For six weeks he’d looked for this woman, refusing to give up hope even when every sign pointed to the futility of his search. She’d left him. She didn’t want to be found. She’d made that clear. He’d screwed up. He hadn’t seen the truth. He hadn’t told her. But now here she stood, and his body burned at her words. “The same dreams?” he asked, even though he already knew.

She glanced down at her Great Dane, who sat patiently and loyally at her feet, then back at Ethan, revealing even more color to her face, a flush much like the night when he’d run his mouth over every inch of her body. “No.”

He did it then, what he’d wanted to do from the moment he’d seen her standing in the shadow of the sycamore, even those fleeting moments when he’d thought her an apparition. He stepped forward and touched her, very gently, a finger to the underside of her jaw. “Tell me.”

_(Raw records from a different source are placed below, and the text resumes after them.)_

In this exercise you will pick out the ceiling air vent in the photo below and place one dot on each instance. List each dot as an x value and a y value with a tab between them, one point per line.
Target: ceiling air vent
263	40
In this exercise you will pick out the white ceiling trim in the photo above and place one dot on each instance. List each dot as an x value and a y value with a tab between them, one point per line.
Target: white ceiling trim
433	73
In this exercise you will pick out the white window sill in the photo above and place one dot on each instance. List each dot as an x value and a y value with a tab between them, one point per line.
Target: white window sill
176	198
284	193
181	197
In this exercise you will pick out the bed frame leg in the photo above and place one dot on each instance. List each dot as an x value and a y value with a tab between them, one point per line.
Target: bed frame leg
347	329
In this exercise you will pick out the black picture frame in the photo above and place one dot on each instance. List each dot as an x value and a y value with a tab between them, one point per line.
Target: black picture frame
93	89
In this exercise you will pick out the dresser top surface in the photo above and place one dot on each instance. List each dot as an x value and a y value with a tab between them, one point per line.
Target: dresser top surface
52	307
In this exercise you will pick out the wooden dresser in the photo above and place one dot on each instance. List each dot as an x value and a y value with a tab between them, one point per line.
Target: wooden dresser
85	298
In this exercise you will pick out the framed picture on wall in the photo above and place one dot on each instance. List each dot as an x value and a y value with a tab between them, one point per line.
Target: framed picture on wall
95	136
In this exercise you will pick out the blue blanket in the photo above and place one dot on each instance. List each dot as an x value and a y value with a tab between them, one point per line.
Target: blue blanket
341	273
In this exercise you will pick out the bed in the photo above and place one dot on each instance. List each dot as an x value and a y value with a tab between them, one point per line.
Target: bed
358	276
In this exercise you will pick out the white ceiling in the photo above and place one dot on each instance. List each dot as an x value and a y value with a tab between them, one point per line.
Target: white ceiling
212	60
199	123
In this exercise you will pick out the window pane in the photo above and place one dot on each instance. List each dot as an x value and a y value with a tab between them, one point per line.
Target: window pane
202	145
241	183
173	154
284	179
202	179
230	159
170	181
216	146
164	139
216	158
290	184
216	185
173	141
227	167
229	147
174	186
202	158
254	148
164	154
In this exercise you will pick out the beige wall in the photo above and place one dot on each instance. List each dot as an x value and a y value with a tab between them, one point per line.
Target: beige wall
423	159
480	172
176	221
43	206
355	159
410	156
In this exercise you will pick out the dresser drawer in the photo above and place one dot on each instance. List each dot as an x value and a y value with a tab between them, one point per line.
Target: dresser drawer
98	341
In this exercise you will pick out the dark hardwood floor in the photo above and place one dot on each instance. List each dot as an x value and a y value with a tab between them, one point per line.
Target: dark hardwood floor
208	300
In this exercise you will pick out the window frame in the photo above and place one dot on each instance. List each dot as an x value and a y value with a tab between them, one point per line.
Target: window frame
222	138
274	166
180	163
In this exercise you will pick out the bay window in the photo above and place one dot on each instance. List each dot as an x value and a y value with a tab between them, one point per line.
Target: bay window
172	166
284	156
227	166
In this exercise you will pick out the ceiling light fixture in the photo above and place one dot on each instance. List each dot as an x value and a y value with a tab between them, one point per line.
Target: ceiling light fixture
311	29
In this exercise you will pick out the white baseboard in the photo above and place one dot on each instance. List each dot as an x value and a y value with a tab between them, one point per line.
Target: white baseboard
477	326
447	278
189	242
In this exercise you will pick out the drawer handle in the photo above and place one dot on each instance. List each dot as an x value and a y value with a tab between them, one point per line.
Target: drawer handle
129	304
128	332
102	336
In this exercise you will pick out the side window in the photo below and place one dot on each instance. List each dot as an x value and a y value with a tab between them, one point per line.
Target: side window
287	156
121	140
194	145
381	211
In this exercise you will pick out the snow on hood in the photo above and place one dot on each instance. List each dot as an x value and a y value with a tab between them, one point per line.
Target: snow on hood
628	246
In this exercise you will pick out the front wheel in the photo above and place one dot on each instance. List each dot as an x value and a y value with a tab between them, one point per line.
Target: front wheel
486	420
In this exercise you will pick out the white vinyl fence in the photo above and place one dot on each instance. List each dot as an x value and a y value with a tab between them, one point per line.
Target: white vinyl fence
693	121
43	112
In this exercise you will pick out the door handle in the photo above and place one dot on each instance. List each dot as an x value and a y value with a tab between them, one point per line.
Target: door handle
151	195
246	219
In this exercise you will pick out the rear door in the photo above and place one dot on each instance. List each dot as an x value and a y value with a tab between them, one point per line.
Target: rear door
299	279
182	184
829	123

She quickly looked away from the heat he knew burned in his gaze. “It doesn’t matter.”

“It does to me.”

“That’s not why I came here,” she said, and her nervousness, uncharacteristic and strangely charming, almost undid him. “I came here for closure.” She looked up abruptly, pierced him with whitewashed sapphire. “I came to say goodbye, to make the dreams go away.”

He felt himself smile, knew the curve of his lips would be dark and lazy. “You’re so wrong,” he said, and couldn’t believe that everything inside him that had been cold had suddenly turned warm. “Allison is a friend and I love her, yes, but not in the way a man loves the woman he wants to spend his future with.”